ROANOKE TIMES

                         Roanoke Times
                 Copyright (c) 1995, Landmark Communications, Inc.

DATE: SATURDAY, March 2, 1991                   TAG: 9103020222
SECTION: NATL/INTL                    PAGE: A-6   EDITION: METRO 
SOURCE: The New York Times
DATELINE: LONDON                                LENGTH: Medium


ANTI-SADDAM COALITION SEEKS TO FORM GOVERNMENT IN EXILE

A coalition of anti-Saddam exile groups is trying to persuade the United States to allow it to create a government in exile in occupied southern Iraq, a member of the coalition said Friday.

Mowaffak Rubaie, a London-based member of the Islamic Dawa party, one of the oldest and largest Iraqi exile groups that is opposed to President Saddam Hussein, said efforts were under way "to convince the Americans to turn the administration" of the area over to the two-month-old Joint Action Committee.

Formed on Dec. 27 in Damascus, the committee of 17 Iraqi exile groups says it represents the majority of Iraqis who oppose Saddam. Its member organizations include Communists, various Muslim groups, Kurds and anti-Saddam members of the Baath Party, which is Saddam's party.

Rubaie declined to say how his group had approached the Americans and whether the contacts were direct or indirect. He said the Americans had not yet responded to the request.

Separately, the British Foreign Office said Friday that one of its officials met three times with members of the Joint Action Committee in January and February.

A Foreign Office spokesman said David Gore-Booth, assistant undersecretary for Middle Eastern affairs, had met with leaders of Iraqi Shiite and Kurdish groups, most recently on Feb. 22.

The spokesman denied that the British were trying to help the committee form an Iraqi government in exile. "They have been explaining their views of what should happen in Iraq" in terms of its becoming a pluralist society that respects human rights, he said.

Iraqi exiles in London said Friday that various Iraqi groups were meeting this week in Washington, Riyadh, Tehran and Damascus.

The meetings are a prelude to a gathering scheduled for March 10 in Beirut at which the groups will attempt to overcome their differences and form a government in exile.

One of the big obstacles to forming such a government, they said, is a split between Saudi- and Egyptian-backed exiles, who are strongly pro-American and who were reportedly meeting Friday in Riyadh, and those who are suspicious of the West and angry about the destruction that the allies inflicted on Iraq.

They also said the Syrians were trying to ensure that pro-Syrian Iraqi Baathists and Communists were included in any Government in exile.
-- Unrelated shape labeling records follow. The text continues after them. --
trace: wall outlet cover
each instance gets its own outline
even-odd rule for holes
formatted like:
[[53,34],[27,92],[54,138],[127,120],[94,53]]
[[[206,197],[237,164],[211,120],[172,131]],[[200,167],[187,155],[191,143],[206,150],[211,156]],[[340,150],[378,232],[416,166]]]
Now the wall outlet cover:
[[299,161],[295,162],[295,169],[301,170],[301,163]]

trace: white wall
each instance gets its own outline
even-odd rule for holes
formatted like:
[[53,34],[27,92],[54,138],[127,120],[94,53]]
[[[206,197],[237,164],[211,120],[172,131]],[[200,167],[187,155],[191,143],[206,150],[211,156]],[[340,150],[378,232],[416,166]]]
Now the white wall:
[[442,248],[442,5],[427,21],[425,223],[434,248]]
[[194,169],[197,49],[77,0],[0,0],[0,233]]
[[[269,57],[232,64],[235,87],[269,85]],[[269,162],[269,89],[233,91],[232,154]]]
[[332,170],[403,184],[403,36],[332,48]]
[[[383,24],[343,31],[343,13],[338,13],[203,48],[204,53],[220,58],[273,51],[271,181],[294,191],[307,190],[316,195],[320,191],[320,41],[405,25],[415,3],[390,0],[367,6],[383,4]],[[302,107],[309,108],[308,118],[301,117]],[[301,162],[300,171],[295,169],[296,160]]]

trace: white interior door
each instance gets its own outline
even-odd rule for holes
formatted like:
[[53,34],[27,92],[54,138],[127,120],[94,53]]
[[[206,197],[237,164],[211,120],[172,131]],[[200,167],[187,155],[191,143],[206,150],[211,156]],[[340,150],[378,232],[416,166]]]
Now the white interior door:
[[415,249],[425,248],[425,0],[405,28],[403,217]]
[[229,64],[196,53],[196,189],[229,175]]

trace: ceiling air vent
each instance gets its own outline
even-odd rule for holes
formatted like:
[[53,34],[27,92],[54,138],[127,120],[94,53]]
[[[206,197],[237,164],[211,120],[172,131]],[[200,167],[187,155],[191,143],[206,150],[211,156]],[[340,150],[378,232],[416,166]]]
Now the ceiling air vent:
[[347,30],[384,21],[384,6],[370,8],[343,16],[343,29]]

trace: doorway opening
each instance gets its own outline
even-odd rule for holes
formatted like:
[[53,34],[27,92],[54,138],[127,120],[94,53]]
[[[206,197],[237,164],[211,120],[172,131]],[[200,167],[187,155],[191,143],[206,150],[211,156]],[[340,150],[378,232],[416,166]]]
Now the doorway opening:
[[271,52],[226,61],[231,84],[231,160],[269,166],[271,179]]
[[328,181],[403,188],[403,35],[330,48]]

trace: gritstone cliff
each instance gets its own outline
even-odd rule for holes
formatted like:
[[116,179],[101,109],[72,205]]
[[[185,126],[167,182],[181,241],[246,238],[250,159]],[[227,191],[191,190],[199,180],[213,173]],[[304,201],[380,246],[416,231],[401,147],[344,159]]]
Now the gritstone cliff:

While Rubaie said that most groups in the Joint Action Committee were not strongly pro- or anti-West, he said that many, including him, were angry at the United States for supporting Saddam during the Iran-Iraq war and for then waging the destructive war against Iraq.

"They built up this monster and then, when they felt morally bound to destroy this monster, they destroyed the Iraqi people, leaving Saddam in power in a ruined Iraq with the Iraqis utterly humiliated," he said.